Question

In a certain region of space with volume 0.2\[{m^3}\], the electric potential is found to be 5V throughout. The magnitude of the electric field in this region is :
A. 0.5 N/C
B. 1 N/C
C. 5 N/C
D. Zero

Answer 1

Hint: Electric field is defined as the region of influence around a charge where force is experienced by other charged particles in that region. It is a vector quantity. The electric field is equal to the negative gradient of electric potential. Electric potential is defined as the electric potential energy per unit charge which is the amount of work needed to bring a unit positive charge from infinity to a particular point. It is a scalar quantity.

Formula used:
\[E = - \dfrac{{\partial V}}{{\partial r}}\]
where E = Electric field and V = Electric Potential

Complete step by step solution:
Given: V = 5 V constant throughout the region and volume of space = 0.2 \[{m^3}\]
We know,
\[E = - \dfrac{{\partial V}}{{\partial r}}\]
However, it is given that the potential is constant throughout the given volume of space.
Therefore, \[E = - \dfrac{{\partial V}}{{\partial r}}\]= 0

When a charge is moved from one point to another, it is called a potential difference. The electric field is present only in case of a potential difference. In the case of regions with no potential difference, the net work done in moving a charge as per the definition of potential becomes zero. Hence there is no force exerted for a given displacement. Thus, there is no electric field or the electric field is zero.

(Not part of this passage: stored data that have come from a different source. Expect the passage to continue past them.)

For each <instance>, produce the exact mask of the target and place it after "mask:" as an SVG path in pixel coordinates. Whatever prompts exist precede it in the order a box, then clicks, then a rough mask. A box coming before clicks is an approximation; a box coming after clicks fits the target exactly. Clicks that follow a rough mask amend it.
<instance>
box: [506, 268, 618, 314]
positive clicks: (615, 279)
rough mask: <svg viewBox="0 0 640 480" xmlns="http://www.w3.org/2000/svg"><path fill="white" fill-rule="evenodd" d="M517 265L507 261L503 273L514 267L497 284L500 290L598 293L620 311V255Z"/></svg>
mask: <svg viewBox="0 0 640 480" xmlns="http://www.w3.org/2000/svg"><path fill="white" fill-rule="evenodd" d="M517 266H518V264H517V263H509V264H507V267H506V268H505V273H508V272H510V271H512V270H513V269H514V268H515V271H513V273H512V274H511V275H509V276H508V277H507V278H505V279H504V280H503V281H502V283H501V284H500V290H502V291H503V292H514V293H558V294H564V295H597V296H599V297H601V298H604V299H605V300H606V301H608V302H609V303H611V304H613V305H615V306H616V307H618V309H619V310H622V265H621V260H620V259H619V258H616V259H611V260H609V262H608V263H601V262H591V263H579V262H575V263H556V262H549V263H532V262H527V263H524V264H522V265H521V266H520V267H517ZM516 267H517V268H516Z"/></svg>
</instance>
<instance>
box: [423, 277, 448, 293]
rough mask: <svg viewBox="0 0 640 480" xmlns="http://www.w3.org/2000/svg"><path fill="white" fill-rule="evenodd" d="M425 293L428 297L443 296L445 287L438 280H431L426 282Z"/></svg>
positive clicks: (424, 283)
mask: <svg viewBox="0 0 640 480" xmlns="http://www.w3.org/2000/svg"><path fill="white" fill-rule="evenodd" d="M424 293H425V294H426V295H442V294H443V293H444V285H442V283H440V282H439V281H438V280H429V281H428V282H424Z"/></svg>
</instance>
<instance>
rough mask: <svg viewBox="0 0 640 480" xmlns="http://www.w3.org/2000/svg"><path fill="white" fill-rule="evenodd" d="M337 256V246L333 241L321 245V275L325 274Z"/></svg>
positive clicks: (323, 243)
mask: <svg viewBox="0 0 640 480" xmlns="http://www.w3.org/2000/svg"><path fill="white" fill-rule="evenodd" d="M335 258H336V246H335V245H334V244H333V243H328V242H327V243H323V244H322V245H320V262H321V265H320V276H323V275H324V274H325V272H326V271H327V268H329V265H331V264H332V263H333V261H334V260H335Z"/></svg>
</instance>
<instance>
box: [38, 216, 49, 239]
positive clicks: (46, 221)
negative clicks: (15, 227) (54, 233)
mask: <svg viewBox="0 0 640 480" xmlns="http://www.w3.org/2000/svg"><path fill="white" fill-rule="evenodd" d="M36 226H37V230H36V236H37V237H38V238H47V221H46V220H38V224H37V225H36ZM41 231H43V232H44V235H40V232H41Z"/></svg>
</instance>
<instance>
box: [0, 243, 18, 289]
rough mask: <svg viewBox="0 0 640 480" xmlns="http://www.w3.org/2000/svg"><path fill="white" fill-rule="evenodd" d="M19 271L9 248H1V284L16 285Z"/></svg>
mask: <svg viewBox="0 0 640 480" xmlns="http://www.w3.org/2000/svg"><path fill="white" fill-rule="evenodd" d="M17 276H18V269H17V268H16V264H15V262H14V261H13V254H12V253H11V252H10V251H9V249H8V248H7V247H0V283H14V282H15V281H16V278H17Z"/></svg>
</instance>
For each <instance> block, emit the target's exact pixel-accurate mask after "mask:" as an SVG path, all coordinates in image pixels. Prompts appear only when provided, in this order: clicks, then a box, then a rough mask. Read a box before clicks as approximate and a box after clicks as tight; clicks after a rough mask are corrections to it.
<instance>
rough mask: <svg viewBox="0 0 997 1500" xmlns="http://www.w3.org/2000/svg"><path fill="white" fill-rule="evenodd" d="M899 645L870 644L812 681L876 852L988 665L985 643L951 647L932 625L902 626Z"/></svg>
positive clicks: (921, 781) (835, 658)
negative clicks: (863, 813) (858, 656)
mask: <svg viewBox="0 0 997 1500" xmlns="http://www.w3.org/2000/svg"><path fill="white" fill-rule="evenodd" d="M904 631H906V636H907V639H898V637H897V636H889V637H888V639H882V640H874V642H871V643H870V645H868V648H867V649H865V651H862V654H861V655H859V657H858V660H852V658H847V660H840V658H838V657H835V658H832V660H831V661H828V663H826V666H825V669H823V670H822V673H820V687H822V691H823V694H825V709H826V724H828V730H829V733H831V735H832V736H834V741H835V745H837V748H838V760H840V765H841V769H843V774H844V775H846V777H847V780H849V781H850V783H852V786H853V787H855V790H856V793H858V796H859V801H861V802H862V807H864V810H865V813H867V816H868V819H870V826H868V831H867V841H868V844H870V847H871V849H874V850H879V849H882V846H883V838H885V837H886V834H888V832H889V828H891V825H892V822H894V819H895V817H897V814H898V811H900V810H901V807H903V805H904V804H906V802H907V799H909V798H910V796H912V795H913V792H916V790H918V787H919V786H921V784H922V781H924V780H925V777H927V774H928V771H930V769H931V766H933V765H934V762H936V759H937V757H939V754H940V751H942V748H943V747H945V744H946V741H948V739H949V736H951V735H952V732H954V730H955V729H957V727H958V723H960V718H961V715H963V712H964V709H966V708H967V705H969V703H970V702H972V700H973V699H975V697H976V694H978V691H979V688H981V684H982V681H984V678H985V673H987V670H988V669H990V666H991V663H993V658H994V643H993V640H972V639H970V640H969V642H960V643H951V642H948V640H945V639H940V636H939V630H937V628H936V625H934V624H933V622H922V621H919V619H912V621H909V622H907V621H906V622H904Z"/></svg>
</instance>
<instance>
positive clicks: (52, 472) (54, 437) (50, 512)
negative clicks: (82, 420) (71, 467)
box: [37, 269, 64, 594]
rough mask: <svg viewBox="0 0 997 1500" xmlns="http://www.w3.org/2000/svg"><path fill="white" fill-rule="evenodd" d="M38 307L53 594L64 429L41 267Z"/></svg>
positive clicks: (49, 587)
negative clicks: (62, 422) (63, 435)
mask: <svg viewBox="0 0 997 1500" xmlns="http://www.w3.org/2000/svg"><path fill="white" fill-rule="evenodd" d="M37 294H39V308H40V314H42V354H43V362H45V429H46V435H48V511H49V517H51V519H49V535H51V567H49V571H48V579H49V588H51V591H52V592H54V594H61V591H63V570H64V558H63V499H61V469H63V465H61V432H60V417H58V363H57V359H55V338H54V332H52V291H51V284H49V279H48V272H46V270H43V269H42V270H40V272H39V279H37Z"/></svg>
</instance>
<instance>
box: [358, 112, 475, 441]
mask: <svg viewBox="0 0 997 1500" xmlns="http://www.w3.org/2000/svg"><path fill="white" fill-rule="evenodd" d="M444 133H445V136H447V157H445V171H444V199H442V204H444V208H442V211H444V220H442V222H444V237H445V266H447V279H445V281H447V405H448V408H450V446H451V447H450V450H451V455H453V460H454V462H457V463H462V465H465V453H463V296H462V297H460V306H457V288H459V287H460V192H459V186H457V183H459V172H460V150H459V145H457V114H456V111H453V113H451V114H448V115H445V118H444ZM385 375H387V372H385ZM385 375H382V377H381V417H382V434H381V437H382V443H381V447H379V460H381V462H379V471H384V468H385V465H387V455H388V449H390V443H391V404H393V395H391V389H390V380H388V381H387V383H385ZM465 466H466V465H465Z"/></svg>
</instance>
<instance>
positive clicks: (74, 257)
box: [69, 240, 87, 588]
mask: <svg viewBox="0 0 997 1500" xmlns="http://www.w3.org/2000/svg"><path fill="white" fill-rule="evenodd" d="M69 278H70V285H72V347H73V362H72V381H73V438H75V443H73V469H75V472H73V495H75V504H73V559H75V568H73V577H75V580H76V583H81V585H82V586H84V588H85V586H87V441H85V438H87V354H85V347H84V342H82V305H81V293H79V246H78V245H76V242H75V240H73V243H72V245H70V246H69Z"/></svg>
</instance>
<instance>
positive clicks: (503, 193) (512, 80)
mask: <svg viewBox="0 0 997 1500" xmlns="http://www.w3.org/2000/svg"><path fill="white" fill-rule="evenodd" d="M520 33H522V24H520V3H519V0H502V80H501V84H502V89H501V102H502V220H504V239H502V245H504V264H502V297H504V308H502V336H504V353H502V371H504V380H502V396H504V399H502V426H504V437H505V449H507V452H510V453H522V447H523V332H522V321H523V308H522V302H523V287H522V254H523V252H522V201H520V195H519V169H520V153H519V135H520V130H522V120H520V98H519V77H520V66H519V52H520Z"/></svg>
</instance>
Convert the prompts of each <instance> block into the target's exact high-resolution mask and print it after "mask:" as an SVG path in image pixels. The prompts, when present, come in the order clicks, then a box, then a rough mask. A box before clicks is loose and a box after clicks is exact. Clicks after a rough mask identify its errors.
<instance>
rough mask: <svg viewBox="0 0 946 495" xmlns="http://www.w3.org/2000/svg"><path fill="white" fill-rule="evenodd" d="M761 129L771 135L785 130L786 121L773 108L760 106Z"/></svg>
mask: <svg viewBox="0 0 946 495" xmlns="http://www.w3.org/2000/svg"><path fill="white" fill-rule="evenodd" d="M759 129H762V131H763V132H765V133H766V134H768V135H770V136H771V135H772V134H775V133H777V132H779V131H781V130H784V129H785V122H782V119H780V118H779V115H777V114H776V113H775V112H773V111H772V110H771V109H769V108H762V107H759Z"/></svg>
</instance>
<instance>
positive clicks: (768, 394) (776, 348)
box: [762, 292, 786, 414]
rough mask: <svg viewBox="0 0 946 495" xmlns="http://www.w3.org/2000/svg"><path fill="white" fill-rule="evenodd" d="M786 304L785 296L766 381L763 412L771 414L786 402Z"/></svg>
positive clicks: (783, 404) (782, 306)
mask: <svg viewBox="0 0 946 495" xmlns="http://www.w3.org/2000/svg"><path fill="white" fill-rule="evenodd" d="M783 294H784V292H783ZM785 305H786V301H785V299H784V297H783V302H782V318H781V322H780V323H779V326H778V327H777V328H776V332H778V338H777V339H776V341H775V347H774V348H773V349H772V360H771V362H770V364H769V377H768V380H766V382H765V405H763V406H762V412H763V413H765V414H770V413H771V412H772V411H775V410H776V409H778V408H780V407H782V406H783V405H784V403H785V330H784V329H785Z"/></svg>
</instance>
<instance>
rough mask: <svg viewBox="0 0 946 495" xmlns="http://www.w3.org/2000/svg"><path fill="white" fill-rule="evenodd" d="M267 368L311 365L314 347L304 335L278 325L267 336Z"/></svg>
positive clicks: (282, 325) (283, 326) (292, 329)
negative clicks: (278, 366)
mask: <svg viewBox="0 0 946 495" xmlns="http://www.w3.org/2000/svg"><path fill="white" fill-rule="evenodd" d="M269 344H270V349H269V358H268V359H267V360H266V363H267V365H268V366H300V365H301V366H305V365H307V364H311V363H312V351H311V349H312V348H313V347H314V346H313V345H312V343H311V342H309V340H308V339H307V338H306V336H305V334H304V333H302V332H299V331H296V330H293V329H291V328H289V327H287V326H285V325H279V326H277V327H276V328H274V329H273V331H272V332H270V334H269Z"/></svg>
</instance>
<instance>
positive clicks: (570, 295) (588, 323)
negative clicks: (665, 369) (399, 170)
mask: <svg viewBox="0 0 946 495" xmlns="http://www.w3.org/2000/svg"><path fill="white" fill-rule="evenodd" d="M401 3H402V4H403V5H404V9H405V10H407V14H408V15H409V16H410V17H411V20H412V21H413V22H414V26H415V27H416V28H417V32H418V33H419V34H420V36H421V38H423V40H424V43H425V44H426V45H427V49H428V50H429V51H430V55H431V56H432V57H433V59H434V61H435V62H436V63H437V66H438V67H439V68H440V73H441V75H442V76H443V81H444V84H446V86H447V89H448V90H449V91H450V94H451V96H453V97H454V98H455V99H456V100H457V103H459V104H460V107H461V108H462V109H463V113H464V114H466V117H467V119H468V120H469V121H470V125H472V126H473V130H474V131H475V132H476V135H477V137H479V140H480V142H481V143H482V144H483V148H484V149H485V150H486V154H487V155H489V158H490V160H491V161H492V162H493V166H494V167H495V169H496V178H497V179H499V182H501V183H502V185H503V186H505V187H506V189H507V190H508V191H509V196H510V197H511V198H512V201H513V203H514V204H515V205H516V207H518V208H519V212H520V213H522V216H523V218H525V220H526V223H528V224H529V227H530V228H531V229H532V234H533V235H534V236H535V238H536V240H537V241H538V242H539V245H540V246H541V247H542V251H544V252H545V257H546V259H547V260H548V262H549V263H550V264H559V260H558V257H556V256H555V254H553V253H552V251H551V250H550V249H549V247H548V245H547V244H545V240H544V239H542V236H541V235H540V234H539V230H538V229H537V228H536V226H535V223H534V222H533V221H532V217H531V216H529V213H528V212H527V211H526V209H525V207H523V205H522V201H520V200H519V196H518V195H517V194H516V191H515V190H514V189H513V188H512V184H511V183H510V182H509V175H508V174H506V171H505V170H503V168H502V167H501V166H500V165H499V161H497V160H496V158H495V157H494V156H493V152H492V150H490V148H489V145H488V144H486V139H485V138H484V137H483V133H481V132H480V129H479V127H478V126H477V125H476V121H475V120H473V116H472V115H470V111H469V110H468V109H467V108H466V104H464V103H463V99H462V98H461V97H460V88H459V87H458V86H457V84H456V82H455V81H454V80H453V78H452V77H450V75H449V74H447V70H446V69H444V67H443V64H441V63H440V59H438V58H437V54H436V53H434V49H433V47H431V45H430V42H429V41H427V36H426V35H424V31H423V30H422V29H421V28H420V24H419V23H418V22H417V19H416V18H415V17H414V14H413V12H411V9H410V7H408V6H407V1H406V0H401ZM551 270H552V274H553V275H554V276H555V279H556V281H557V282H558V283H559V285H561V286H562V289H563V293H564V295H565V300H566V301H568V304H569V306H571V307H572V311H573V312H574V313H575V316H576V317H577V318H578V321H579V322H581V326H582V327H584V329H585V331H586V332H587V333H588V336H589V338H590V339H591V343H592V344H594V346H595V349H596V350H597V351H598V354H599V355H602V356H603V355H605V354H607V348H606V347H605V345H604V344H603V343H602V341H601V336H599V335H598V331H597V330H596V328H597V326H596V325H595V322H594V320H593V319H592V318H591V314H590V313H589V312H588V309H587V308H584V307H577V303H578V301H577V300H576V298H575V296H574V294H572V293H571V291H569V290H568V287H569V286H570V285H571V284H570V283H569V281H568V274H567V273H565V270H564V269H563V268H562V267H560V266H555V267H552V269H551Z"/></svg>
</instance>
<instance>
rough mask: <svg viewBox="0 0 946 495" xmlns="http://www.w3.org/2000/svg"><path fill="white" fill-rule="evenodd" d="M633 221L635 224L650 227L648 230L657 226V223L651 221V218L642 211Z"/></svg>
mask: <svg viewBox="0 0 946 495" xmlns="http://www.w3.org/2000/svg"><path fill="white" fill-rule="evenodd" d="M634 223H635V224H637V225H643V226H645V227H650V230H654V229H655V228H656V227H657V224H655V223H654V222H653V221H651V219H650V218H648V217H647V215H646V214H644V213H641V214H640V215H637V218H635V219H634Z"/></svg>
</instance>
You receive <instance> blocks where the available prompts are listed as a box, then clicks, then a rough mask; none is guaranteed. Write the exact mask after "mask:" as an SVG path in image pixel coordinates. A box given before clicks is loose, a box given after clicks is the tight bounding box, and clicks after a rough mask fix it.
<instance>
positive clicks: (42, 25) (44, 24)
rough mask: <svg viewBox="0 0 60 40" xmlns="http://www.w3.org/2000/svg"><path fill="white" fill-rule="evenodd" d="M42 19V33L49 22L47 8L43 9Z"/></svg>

Similarly, if no displacement of a charged particle takes place in the region with varying potential, then also the electric field will be zero because no work is done as there is no displacement.

Hence (D) is the correct option.

Note: Alternatively, if the potential is constant everywhere, then the surface becomes equipotential. The electric field is zero for an equipotential surface.